Saunt’s Fellowship project, “The Land Beneath Our Feet,” maps in depth and detail the Cherokee families who lost their homes in the Southeast in the 1830s, creating a virtual representation of the Cherokee Nation just before the United States drove its sixteen thousand citizens off their farms and across the Mississippi River. It relies on a unique set of records, produced by the federal government, that make the Cherokees perhaps the best-documented people in the entire world in the 1830s.
“It’s an honor to be included among the Guggenheim Fellows this year and especially to join other scholars and artists whose work I’ve long admired,” Saunt said.

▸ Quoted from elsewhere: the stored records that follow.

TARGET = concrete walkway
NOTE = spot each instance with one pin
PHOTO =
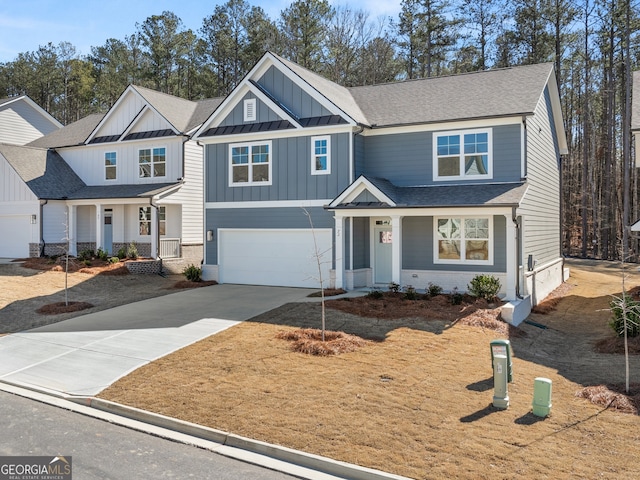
(86, 354)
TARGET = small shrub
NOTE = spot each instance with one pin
(193, 273)
(86, 255)
(410, 293)
(456, 297)
(484, 286)
(132, 251)
(633, 316)
(434, 290)
(375, 294)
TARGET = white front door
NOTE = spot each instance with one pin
(382, 241)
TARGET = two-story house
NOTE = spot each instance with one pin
(21, 121)
(424, 181)
(131, 175)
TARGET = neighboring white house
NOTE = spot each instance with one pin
(132, 175)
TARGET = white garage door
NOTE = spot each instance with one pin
(15, 233)
(274, 257)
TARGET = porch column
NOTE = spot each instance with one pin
(396, 249)
(72, 223)
(339, 250)
(512, 263)
(155, 225)
(99, 230)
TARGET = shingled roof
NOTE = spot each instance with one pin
(44, 171)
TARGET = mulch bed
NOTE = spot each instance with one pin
(309, 341)
(62, 307)
(614, 397)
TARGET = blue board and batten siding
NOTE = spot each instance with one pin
(406, 159)
(291, 173)
(262, 218)
(541, 205)
(417, 247)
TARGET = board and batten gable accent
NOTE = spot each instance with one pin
(12, 187)
(417, 247)
(406, 159)
(540, 207)
(288, 93)
(21, 124)
(263, 113)
(291, 172)
(261, 218)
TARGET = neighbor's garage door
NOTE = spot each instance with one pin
(15, 233)
(274, 257)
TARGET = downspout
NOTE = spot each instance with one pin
(42, 243)
(514, 218)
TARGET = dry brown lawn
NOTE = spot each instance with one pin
(416, 400)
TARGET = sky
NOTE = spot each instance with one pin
(26, 25)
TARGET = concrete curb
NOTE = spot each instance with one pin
(275, 457)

Saunt’s digital humanities scholarship includes the Invasion of America project, which maps every treaty and executive order between 1776 and 1887 to illustrate the incremental process by which of the U.S. government seized over 1.5 billion acres from indigenous people. It has been featured in media outlets such as The New York Times and Washington Post, museum exhibitions that include the Smithsonian’s National Museum of the American Indian, and the ConnectED initiative of the White House.
2022 is the second consecutive and third recent year in which a faculty member in the Franklin College department of history has been awarded a Guggenheim Fellowship. Cindy Hahamovitch, B. Phinizy Spalding Distinguished Professor of Southern History, was a 2021 Fellow and Scott Nelson, Georgia Athletic Association Professor, was a member of the 2019 class.